TV broadcaster is letting people watch fewer ads on its channel by using a trick adapted from the internet

People are doing whatever they can to avoid TV ads and Fox, the broadcasting giant wants to help them. The broadcaster has teamed up with the video tech company Innovid to bring new interactive ads to people’s TV screens designed to engage viewers and satisfy their desire to watch fewer ads. Specifically, viewers will be able to chose to watch a specific longer ad from a brand like Trident or Clorox, and, in return, they’ll be able to stream a show like FX’s “Atlanta” with limited commercial interruptions.

These new interactive ads – Fox calls them “Engagement Ads” – have already debuted on FX’s connected TV app (FX Now) via Roku devices, and Fox is planning to roll it out on multiple network’s digital platforms. These ads are available only when people stream content on demand, and not during live TV.

The ad product was born out of TrueX, the ad-tech company 21st Century Fox. For a while, TrueX ads were mostly limited to desktop experiences; a person streaming an episode of “Gotham” on could choose to watch a longer ad upfront in exchange for seeing fewer ads during the rest of the show.

This type of “watch an ad for longer content sessions” offering has become more common on digital outlets like Hulu and Spotify. But TrueX’s challenge has long been getting enough scale to make interactive ads compelling enough for ad buyers. Bringing the functionality to connected TV viewing, or OTT in ad-industry parlance, should help.

Fox’s move comes at a time when the TV industry is grappling with the rise of ad-free content streaming on services like Netflix and people ditching cable altogether. As a remedy, many in the industry have advocated reducing the number of ads on TV.

Turner has experimented with this tactic, and Fox has been testing six-second ads during NFL broadcasts. The trick will be for TV networks to ensure they can charge advertisers a high enough premium for these type of interactive ads to make up for any revenue lost from running fewer ads overall. Though Fox has been running the consumer choice ads for years, putting them on the TV screen has proven a technological challenge, said Tal Chalozin, cofounder and CTO at Innovid. On-demand viewing is fragmented (people connect using devices ranging from Apple TVs to Amazon Fires to Xboxes), and because consumers expect TV streaming to be seamless, so translating the digital ad tech to TV was not simple.

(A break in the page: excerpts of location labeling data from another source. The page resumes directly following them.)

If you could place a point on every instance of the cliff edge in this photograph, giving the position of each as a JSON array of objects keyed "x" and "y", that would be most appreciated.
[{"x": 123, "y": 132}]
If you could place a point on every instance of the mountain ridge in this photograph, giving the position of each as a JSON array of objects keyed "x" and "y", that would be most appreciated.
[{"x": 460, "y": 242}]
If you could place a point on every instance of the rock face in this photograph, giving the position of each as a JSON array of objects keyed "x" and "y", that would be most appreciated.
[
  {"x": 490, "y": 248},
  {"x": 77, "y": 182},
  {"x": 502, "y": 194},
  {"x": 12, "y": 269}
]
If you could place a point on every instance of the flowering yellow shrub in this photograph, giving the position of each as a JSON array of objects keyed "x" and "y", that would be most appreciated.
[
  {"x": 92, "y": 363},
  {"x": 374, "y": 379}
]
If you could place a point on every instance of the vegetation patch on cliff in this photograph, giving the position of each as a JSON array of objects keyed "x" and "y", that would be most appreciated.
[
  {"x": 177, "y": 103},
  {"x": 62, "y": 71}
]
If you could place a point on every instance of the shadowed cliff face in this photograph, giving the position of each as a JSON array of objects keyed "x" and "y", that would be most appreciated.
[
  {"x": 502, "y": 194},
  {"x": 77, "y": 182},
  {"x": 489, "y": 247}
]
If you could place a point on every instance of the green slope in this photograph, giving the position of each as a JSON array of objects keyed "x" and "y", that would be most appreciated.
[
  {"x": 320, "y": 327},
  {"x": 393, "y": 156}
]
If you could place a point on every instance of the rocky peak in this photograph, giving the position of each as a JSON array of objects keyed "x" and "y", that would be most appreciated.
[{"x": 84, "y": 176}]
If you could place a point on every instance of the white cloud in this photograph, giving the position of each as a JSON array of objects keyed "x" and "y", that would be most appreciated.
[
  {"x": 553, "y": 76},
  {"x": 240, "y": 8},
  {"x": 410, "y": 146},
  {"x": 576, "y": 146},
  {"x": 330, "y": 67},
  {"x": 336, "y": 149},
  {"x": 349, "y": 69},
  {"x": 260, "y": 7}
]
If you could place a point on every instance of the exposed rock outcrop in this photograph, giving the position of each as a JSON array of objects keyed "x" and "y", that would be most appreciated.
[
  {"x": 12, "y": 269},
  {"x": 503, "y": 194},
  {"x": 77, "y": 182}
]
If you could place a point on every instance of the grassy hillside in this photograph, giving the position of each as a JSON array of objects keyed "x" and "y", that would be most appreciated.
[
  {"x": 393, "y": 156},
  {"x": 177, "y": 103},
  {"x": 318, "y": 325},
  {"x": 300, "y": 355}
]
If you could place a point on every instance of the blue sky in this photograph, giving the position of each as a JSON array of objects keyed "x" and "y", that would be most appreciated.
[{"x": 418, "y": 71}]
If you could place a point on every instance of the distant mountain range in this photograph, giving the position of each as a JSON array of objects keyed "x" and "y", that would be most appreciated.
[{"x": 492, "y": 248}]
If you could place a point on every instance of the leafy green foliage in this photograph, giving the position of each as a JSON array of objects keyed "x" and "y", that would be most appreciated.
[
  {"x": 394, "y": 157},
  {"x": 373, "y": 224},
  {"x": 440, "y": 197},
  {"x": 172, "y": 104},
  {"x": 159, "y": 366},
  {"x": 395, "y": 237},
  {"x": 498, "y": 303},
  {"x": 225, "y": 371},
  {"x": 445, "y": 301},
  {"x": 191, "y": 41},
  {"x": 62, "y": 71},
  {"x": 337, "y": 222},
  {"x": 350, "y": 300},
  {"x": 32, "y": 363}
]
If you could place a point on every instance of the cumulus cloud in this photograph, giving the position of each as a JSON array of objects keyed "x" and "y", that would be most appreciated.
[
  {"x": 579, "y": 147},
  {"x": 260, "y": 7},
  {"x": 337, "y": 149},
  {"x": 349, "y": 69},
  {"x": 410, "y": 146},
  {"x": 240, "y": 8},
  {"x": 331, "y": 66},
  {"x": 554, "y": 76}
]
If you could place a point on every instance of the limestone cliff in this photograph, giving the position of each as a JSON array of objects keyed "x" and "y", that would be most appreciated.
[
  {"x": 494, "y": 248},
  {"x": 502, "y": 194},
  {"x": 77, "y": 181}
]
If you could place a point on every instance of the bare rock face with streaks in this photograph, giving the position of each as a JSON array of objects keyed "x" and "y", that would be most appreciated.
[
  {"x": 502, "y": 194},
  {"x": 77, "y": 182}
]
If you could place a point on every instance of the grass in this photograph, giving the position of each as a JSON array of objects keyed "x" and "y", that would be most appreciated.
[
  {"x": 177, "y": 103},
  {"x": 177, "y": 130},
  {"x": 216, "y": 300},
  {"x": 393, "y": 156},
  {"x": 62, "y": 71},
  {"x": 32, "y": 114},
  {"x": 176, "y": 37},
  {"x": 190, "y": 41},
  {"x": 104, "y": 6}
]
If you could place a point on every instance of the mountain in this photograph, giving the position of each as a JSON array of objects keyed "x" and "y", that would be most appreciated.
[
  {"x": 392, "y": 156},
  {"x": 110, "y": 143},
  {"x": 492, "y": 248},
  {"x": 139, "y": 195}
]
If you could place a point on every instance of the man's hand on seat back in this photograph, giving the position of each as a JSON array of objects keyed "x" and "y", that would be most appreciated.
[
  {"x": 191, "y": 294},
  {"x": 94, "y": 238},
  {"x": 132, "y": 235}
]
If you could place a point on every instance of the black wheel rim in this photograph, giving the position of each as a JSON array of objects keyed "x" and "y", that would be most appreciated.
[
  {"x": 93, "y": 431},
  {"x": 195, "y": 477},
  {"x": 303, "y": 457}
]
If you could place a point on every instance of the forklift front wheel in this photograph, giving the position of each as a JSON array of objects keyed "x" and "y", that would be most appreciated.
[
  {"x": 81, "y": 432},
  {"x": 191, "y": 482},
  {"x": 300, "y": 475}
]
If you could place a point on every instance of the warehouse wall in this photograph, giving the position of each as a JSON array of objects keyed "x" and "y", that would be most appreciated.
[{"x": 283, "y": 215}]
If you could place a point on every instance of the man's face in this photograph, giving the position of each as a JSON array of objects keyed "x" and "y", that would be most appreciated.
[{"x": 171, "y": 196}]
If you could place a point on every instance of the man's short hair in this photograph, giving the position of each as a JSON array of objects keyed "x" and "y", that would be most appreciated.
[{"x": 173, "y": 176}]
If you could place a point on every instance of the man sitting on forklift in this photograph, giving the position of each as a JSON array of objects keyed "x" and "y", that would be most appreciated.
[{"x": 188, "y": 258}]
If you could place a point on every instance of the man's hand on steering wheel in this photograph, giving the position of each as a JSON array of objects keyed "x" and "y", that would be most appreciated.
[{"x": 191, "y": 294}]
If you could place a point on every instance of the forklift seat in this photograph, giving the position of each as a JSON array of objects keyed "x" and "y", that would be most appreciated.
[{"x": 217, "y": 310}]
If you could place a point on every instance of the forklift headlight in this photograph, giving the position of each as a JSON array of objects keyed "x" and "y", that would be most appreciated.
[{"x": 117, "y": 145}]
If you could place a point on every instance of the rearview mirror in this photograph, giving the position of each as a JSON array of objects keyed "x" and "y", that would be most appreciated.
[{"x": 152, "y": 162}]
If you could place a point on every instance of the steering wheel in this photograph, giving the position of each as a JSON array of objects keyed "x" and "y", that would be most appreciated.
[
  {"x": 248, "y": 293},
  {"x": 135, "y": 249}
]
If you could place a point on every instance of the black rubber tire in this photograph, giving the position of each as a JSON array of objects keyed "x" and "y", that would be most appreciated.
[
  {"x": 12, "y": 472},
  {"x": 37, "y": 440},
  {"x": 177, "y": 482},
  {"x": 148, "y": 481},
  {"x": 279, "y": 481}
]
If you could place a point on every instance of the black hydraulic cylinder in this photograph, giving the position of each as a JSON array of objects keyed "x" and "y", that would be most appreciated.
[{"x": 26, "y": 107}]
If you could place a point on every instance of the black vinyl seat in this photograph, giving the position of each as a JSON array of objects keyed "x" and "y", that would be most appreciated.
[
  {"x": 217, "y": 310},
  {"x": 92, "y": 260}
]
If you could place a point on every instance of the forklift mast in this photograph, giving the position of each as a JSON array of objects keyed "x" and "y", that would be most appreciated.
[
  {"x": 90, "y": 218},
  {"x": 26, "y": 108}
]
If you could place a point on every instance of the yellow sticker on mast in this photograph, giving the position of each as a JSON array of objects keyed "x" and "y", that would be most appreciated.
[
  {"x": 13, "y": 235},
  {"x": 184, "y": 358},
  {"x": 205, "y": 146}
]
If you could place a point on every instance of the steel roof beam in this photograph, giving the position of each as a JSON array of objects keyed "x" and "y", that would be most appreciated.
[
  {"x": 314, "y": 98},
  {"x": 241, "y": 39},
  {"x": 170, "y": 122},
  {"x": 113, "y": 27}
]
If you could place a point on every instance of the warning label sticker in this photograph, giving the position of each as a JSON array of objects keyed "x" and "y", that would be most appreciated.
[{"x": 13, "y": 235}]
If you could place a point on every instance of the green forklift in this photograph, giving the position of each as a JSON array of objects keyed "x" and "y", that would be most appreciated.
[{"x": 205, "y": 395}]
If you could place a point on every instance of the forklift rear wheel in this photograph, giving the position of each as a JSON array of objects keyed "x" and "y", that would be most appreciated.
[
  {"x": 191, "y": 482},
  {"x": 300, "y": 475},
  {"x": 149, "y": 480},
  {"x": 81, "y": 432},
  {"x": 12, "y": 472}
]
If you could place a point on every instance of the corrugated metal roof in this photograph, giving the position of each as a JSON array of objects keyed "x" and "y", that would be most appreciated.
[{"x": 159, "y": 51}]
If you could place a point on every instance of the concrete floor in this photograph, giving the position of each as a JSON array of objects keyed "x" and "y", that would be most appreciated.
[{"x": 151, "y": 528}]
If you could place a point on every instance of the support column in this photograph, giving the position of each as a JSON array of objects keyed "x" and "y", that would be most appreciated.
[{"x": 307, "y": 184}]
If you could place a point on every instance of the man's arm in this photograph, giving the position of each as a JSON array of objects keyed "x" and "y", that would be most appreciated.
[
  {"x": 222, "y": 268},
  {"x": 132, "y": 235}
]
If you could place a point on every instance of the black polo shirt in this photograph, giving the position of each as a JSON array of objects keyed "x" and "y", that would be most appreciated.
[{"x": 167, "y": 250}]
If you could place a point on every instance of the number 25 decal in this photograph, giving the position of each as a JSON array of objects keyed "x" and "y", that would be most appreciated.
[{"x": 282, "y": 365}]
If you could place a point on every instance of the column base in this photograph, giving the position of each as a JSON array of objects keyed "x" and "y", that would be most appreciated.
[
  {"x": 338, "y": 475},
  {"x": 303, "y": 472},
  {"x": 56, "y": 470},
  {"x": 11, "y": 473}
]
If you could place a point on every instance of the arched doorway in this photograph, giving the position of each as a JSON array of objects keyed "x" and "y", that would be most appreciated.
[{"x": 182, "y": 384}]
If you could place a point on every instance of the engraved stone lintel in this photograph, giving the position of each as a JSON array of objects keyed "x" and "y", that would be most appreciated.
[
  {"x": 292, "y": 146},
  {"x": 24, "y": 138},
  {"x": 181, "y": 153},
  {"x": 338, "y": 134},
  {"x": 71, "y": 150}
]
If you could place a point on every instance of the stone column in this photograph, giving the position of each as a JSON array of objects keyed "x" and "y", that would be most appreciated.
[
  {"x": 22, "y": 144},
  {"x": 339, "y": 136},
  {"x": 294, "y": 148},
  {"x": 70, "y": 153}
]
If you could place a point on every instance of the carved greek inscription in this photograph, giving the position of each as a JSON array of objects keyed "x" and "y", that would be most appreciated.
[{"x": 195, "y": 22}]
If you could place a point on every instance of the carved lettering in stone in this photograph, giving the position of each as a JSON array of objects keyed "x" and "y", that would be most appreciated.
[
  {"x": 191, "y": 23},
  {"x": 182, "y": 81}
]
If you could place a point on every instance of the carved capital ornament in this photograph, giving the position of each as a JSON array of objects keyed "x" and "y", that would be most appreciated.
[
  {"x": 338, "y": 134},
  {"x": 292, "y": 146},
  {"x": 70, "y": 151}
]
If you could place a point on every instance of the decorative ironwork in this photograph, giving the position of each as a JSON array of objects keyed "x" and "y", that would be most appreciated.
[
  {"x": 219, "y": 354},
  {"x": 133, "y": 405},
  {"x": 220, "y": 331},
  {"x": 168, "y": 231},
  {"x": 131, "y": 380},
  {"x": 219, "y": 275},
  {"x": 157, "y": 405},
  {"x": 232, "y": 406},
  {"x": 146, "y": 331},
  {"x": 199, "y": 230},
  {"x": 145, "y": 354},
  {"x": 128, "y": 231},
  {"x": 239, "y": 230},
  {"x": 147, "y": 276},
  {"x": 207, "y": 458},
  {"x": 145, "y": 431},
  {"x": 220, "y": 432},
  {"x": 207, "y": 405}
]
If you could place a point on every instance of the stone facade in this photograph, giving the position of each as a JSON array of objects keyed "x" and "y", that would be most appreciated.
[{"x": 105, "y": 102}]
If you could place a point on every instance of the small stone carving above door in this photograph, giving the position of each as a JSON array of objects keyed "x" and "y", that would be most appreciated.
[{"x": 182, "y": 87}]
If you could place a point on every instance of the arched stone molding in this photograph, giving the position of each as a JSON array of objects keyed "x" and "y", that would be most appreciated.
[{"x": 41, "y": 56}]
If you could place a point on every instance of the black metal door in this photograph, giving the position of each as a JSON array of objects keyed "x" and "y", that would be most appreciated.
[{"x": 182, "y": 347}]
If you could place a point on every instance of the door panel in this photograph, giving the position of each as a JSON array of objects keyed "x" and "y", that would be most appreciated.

But the even bigger challenge is getting people accustomed to interacting with TV ads when they’re used to watching TV passively from the couch. Thus, the ads have to be both compelling and simple. Fox says it has been testing the new product on the FX app, and to date, 50% of viewers have chosen to interact with the brand’s video ads. The new interactive ads are rolling out on the TV apps for the Fox network and National Geographic Channel, in addition to FX. But Fox wants to bring this product to the rest of the industry. It has rival network A&E on board, for example.